In response to the recent terror attacks in Spain, the French government have raised their terror alert status from "Run" to "Hide". If attacks continue on the continent they may be forced to further increase the alert to "Surrender", or even as high as "Collaborate". ~ Jay Leno
Oui, the French should like totally give up being French to the max.
They've given up everything else.
I saw a documentary about the liberation of France a while back. There were many stories about how it was impossible for an American GI to NOT get laid during those first few weeks. However, the show didn't go into detail on how the straight GI's and French women celebrated. I guess they just had a few drinks and relaxed. :idunno:
Around and around and around she goes, where she'll stop no cunt knows.
I didn't do it. I just facilitate it. It's a fascinating phenomena.
Being me, that is.
Yes, the plural was intended.
I give this thread five stars.
Do you ever say anything that is not entirely generic, and could be dropped into any portion of any thread, Snee? :unsure:
You might be better off with a pure white avy, as it highlights your depth, wit, and personality.
He can't read what you're saying. Well he can now, cos I quoted it.
He's far better than you and you are ignored by him. He ignores you.
I try to ignore you but I resolved long ago never to put anybody, no matter how tedious or pretentious on ignore. It's a bit of a double-edged cunt thing. I don't have to explain it, do I?
All that ignorance aside, I'd like to see you and Snee go at it. I won't though. Which is disappointing. My money would be on him. And he's posting in a second language.
I have yet to see him take any kind of stand. He seems to be reading posts, talks shit, but fails to engage in as much as eye contact.
Until I see something to substantiate your post, I'll put him in the, "All mouth, no teeth" category...
Them's fightin' wurds.
If only he gave a fuck.
He's made several posts recently that were about me, yet he won't engage me, that's cowardice- not disinterest. :ermm:
*EDIT*
I'm guessing he's French. :dry:Quote:
All that ignorance aside, I'd like to see you and Snee go at it. I won't though. Which is disappointing. My money would be on him. And he's posting in a second language.
You're still a bum, Rock. You've got the guts but you just can't dance.
I do this always out of love.
Of idiots.
I'd love to dance, but it seems my dancin' partner can't find herself a pretty enough dress to wear to the ball(ing)...
Yeah, thanks for that :dry:
'slike reading a redux of any one of at least five posts Sherbert posted when I made him cry.

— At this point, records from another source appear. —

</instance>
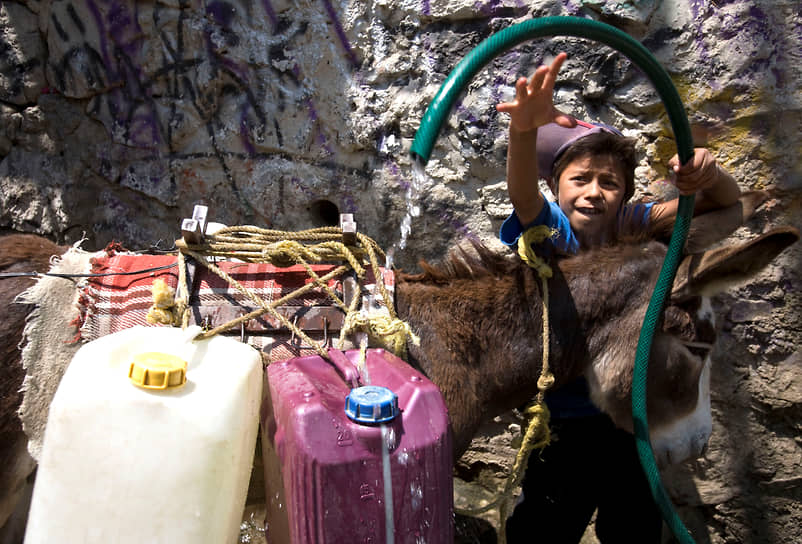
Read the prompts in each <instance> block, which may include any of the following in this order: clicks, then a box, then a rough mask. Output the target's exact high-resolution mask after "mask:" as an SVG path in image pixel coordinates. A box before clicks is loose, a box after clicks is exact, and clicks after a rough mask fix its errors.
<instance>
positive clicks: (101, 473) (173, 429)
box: [25, 327, 263, 544]
mask: <svg viewBox="0 0 802 544" xmlns="http://www.w3.org/2000/svg"><path fill="white" fill-rule="evenodd" d="M199 332H200V329H199V328H197V327H192V328H189V329H187V330H185V331H182V330H181V329H177V328H164V327H133V328H130V329H127V330H124V331H122V332H119V333H116V334H112V335H109V336H105V337H103V338H100V339H98V340H95V341H93V342H90V343H88V344H86V345H85V346H83V347H82V348H81V349H80V350H79V351H78V352H77V353H76V354H75V357H74V358H73V360H72V362H71V363H70V366H69V367H68V368H67V371H66V372H65V374H64V378H63V379H62V381H61V384H60V385H59V388H58V390H57V392H56V395H55V397H54V398H53V402H52V404H51V405H50V415H49V419H48V423H47V429H46V430H45V437H44V443H43V447H42V457H41V460H40V463H39V469H38V472H37V475H36V484H35V486H34V492H33V499H32V503H31V510H30V514H29V518H28V526H27V530H26V533H25V542H26V543H28V544H36V543H47V544H51V543H53V542H75V543H78V542H81V543H95V542H96V543H104V544H107V543H110V542H114V543H115V544H119V543H128V542H130V543H136V544H141V543H145V542H147V543H165V544H166V543H170V544H175V543H182V542H186V543H190V542H191V543H193V544H198V543H204V542H206V543H209V544H220V543H225V542H236V541H237V540H238V537H239V526H240V522H241V519H242V512H243V509H244V506H245V499H246V495H247V491H248V482H249V478H250V473H251V468H252V463H253V453H254V448H255V444H256V433H257V429H258V426H259V406H260V402H261V397H262V382H263V380H262V363H261V358H260V356H259V353H258V352H257V351H256V350H254V349H253V348H252V347H250V346H248V345H247V344H243V343H240V342H237V341H236V340H233V339H231V338H225V337H222V336H214V337H212V338H210V339H207V340H199V341H193V340H192V338H194V337H195V336H197V334H198V333H199Z"/></svg>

It's funnier this time, though. I thought captain exciting there would be posting some dull liberal wank about how the french are people too, or something. And yet it appears he went with the other stereotype.

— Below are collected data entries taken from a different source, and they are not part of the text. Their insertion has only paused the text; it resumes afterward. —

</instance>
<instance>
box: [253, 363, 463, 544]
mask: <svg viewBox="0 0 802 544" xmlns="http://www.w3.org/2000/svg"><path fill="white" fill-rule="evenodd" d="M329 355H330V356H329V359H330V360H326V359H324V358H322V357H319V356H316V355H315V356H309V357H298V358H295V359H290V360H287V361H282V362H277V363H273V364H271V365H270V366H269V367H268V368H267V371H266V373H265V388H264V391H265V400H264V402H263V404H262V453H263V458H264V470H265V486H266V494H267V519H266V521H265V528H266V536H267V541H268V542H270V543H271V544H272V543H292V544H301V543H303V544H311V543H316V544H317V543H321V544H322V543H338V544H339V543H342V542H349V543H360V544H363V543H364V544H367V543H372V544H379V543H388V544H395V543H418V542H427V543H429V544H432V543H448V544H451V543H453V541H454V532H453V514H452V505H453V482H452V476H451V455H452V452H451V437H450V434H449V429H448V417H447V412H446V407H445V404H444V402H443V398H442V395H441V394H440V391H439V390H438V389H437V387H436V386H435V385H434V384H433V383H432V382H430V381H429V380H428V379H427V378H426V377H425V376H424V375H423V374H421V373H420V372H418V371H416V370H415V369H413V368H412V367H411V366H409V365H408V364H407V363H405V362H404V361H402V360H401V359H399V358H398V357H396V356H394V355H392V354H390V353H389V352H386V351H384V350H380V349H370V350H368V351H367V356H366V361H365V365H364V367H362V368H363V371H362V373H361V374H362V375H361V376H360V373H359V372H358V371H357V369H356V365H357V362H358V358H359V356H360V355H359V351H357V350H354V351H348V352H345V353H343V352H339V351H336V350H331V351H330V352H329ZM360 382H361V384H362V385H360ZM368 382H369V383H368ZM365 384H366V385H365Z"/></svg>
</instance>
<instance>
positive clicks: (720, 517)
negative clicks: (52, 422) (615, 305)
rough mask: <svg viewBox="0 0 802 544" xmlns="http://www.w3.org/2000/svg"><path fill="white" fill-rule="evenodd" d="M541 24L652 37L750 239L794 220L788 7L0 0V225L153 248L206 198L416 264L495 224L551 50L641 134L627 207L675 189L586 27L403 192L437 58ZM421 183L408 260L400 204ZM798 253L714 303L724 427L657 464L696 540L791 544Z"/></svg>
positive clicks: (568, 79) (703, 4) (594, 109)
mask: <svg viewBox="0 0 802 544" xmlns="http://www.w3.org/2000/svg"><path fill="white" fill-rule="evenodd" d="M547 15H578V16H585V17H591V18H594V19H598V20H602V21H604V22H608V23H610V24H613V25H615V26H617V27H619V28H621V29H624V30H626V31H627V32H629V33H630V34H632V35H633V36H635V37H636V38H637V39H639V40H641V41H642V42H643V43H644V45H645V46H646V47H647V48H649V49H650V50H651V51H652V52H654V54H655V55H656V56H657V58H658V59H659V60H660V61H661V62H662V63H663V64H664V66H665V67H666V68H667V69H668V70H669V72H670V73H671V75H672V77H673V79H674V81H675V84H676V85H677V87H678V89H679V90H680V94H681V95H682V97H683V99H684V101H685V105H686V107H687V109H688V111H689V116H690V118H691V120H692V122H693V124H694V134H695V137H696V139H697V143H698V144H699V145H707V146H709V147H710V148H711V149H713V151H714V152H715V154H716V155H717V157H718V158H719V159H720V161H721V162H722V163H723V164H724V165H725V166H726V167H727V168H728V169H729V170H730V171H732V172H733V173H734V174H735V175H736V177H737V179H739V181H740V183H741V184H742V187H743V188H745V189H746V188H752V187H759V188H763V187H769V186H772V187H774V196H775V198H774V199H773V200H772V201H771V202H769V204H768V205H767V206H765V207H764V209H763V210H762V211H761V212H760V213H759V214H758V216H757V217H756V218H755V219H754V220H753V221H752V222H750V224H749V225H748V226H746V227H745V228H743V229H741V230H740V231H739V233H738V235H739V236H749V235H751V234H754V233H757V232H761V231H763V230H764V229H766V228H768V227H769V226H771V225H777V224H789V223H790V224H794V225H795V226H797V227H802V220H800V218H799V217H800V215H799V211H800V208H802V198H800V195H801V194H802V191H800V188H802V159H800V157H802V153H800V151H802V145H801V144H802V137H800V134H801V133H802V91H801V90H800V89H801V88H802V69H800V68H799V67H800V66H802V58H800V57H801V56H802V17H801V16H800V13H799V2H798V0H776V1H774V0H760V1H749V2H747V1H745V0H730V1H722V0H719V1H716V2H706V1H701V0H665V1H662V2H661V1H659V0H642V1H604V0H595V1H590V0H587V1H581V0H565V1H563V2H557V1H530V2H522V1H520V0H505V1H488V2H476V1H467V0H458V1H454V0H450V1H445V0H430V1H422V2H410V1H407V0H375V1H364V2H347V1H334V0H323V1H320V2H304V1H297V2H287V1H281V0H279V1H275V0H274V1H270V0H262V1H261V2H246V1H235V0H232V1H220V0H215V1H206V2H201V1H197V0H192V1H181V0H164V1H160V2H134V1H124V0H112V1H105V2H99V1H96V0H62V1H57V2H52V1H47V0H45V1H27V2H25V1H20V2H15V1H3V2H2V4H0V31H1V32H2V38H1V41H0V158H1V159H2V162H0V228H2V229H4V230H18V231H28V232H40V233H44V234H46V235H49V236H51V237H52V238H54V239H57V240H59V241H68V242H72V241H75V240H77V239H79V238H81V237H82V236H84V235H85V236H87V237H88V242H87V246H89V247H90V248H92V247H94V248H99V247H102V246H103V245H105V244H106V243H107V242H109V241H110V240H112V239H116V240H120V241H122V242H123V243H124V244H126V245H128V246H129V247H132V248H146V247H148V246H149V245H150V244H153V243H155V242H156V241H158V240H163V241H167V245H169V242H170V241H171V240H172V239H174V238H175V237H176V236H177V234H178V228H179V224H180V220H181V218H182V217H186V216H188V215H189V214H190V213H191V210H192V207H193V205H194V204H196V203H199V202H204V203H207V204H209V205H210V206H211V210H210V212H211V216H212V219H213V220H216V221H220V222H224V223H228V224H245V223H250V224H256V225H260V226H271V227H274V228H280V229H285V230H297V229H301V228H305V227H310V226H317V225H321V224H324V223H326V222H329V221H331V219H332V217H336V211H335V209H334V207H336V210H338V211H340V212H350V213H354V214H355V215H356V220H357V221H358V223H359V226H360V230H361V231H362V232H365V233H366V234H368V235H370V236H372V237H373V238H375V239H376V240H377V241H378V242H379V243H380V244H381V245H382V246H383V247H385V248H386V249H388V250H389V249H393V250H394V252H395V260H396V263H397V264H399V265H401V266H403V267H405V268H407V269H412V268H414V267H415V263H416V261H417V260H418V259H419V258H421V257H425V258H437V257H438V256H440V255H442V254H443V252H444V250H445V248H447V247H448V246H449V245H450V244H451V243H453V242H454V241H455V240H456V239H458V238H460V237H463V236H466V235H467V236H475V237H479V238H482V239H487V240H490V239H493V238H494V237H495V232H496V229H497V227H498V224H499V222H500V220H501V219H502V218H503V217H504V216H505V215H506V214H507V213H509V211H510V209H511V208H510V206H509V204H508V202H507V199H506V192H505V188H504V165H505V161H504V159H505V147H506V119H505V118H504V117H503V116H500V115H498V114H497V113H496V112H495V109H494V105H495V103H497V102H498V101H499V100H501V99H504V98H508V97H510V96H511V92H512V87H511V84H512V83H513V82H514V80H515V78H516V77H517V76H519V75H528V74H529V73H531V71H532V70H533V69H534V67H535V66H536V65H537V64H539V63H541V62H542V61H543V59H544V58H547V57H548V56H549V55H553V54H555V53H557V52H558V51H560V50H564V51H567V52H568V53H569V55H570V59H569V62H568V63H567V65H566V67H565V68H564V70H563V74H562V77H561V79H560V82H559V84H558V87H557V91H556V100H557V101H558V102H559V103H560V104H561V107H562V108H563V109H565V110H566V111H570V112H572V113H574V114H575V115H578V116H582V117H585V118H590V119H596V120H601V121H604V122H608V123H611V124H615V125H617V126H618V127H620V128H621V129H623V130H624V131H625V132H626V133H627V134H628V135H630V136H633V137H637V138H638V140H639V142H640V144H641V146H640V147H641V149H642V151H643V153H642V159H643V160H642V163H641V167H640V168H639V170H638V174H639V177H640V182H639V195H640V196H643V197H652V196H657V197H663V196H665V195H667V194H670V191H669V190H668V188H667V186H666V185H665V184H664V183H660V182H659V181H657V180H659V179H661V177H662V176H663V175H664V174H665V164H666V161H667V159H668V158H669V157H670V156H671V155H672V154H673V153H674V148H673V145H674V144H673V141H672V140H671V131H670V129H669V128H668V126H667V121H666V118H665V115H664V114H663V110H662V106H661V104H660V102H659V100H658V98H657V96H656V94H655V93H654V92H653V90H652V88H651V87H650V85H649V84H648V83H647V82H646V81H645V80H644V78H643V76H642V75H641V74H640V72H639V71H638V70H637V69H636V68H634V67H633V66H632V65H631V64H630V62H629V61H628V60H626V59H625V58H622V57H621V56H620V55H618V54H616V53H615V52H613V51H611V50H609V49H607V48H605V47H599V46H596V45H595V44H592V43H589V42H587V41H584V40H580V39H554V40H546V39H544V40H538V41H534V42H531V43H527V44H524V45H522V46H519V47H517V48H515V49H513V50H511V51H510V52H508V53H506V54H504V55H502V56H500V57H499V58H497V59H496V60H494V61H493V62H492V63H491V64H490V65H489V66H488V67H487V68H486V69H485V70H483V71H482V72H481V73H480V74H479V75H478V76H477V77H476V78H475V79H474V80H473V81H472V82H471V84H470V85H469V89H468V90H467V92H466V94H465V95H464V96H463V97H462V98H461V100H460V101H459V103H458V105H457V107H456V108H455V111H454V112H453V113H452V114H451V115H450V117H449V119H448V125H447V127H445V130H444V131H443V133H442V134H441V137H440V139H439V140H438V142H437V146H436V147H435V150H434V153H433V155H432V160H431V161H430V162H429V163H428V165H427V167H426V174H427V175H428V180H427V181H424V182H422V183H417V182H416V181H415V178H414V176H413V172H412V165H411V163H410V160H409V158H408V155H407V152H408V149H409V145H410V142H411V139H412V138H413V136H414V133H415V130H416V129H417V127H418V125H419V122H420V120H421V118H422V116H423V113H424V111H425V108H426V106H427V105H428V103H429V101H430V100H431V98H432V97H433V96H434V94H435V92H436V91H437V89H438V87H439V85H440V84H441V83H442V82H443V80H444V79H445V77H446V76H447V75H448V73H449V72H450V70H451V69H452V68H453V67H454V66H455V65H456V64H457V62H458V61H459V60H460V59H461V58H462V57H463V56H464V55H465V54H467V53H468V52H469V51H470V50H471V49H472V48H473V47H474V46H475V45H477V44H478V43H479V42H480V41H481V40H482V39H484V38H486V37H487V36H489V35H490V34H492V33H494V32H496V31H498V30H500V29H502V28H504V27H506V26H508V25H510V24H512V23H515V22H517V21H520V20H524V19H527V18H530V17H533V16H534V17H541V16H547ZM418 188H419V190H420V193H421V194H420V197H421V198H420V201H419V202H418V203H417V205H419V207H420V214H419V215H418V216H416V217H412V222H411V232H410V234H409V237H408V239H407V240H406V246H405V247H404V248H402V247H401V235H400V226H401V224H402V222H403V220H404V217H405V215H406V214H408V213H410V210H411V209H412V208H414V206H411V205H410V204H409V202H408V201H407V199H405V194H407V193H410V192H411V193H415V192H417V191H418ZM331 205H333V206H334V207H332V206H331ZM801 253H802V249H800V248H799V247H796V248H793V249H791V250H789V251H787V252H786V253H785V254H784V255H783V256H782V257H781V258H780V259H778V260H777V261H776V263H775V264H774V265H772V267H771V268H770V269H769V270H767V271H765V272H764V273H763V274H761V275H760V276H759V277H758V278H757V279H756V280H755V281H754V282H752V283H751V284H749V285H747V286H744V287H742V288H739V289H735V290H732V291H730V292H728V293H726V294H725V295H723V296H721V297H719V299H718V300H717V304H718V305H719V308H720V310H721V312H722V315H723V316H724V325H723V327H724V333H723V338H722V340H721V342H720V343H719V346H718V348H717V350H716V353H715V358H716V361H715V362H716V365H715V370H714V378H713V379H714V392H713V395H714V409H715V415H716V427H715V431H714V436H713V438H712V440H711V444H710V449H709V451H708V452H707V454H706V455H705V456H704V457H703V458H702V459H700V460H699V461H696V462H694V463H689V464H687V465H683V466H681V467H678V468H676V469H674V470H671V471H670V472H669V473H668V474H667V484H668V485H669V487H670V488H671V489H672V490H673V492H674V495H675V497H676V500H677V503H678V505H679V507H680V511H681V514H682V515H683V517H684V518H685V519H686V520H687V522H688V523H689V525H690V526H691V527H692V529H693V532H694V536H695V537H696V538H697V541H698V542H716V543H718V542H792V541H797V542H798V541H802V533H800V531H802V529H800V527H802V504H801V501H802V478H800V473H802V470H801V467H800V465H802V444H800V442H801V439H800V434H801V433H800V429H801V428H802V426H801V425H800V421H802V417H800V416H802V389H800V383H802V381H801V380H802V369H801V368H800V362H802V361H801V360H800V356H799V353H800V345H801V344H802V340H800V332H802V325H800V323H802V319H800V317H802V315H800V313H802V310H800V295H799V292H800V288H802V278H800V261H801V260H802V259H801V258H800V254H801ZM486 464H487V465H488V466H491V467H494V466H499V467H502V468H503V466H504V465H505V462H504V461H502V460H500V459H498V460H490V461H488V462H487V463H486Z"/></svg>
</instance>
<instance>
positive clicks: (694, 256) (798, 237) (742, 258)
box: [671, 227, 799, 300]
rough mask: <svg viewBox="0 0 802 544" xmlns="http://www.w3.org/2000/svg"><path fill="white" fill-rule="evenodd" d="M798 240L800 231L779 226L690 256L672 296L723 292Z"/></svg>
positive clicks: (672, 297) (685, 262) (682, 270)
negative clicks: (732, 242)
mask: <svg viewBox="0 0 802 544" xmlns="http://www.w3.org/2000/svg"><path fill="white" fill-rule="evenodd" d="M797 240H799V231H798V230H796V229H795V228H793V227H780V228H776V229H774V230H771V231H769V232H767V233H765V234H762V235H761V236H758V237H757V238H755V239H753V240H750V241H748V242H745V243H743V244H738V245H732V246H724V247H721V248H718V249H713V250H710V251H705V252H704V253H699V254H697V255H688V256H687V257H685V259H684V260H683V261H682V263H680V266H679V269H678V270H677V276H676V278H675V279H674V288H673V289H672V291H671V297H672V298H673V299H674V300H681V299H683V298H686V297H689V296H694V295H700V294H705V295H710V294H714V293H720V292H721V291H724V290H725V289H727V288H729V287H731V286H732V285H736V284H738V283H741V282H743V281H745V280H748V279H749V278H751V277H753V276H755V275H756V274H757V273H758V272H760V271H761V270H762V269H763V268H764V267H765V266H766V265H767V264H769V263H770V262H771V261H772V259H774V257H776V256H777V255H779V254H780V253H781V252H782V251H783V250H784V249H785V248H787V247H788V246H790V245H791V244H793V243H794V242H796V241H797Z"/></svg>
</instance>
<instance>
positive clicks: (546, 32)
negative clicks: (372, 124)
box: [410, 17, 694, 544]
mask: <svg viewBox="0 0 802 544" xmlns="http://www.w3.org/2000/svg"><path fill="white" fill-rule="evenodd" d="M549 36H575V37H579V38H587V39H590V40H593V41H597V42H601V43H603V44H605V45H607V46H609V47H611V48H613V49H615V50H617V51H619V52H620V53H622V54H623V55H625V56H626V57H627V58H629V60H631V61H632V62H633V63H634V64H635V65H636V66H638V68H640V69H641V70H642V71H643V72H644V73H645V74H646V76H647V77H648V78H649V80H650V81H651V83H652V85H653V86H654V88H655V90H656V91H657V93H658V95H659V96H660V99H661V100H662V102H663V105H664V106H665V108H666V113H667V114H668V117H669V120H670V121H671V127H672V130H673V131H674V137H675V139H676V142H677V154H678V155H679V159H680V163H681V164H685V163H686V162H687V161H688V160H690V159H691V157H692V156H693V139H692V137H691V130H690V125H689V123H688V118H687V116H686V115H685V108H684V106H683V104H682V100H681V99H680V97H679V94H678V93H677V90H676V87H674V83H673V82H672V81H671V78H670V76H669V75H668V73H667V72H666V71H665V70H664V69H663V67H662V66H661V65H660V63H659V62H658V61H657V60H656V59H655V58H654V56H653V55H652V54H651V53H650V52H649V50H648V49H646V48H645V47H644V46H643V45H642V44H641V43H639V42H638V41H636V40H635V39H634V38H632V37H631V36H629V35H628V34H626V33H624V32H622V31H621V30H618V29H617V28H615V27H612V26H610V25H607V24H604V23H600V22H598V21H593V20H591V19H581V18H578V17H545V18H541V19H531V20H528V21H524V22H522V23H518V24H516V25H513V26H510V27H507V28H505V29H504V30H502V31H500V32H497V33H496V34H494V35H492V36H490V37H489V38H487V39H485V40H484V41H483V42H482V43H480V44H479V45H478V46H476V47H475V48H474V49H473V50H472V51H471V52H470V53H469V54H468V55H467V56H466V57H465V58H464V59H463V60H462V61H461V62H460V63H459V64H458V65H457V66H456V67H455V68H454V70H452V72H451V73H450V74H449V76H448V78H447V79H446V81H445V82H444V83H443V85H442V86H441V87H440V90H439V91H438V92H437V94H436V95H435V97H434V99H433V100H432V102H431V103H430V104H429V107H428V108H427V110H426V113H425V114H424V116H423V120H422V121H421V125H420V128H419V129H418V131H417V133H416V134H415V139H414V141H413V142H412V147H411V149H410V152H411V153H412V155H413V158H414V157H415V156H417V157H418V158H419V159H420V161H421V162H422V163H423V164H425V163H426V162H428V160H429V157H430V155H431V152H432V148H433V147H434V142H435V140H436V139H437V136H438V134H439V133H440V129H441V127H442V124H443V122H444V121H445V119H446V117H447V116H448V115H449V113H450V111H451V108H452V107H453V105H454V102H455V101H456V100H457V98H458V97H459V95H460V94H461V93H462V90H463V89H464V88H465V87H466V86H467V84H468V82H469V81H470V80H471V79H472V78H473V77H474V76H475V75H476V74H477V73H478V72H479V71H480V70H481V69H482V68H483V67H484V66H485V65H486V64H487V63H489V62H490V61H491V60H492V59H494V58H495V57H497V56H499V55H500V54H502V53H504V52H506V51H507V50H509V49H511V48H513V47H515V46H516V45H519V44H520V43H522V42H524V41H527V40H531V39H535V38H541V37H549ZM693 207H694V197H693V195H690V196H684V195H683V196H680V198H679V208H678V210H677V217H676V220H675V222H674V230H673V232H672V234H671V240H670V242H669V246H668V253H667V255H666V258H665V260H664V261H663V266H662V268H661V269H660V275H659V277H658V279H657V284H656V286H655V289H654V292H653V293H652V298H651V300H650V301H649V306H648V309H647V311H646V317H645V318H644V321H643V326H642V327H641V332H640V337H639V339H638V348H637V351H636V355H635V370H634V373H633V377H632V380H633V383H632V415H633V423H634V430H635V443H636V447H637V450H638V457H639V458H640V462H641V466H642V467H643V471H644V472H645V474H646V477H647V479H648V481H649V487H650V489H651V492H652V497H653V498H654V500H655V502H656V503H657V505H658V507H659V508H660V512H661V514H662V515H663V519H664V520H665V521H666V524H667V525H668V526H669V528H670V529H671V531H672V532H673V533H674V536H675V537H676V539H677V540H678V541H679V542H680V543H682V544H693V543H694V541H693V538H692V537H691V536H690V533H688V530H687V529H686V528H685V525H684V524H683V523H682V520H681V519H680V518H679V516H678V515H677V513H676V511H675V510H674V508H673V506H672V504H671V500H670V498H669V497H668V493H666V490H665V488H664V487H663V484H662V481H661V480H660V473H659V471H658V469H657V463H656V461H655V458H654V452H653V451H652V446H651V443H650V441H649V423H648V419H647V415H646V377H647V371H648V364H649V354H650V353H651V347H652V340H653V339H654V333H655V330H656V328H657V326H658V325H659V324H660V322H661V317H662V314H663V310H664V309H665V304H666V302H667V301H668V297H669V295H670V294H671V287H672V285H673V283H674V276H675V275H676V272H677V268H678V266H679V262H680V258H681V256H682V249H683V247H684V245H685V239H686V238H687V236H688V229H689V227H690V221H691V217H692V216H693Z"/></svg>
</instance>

Nice ranting, as that goes. Not like billy or hypo or anyone funny, mind, but nice ranting nonetheless.
Still won't engage me directly, huh, Snee? *sigh*
And obviously, you have been reading my posts . Simply quit talking about me, or engage me. Until then, you are just a loud-mouthed tail-tucker.
First thing always... Know your enemy.
You know nothing about Snee. Not a fucking thing. He knows loads about you, though. Guaranteed.
He is immediately at an advantage. He also knows just about everything worth knowing about this board and the monkeys who people it. Another heavy advantage.
You are known to flutter into purple soup. A self-defeating hobble, if truth be told. He is sharp and succinct.
The gods are stacked against you, fatty.
For someone who "places people on ignore", he is (according to you) quite up-to-date. Which contradiction do you want to stick to now? :unsure:
Again- to better days ahead for yous.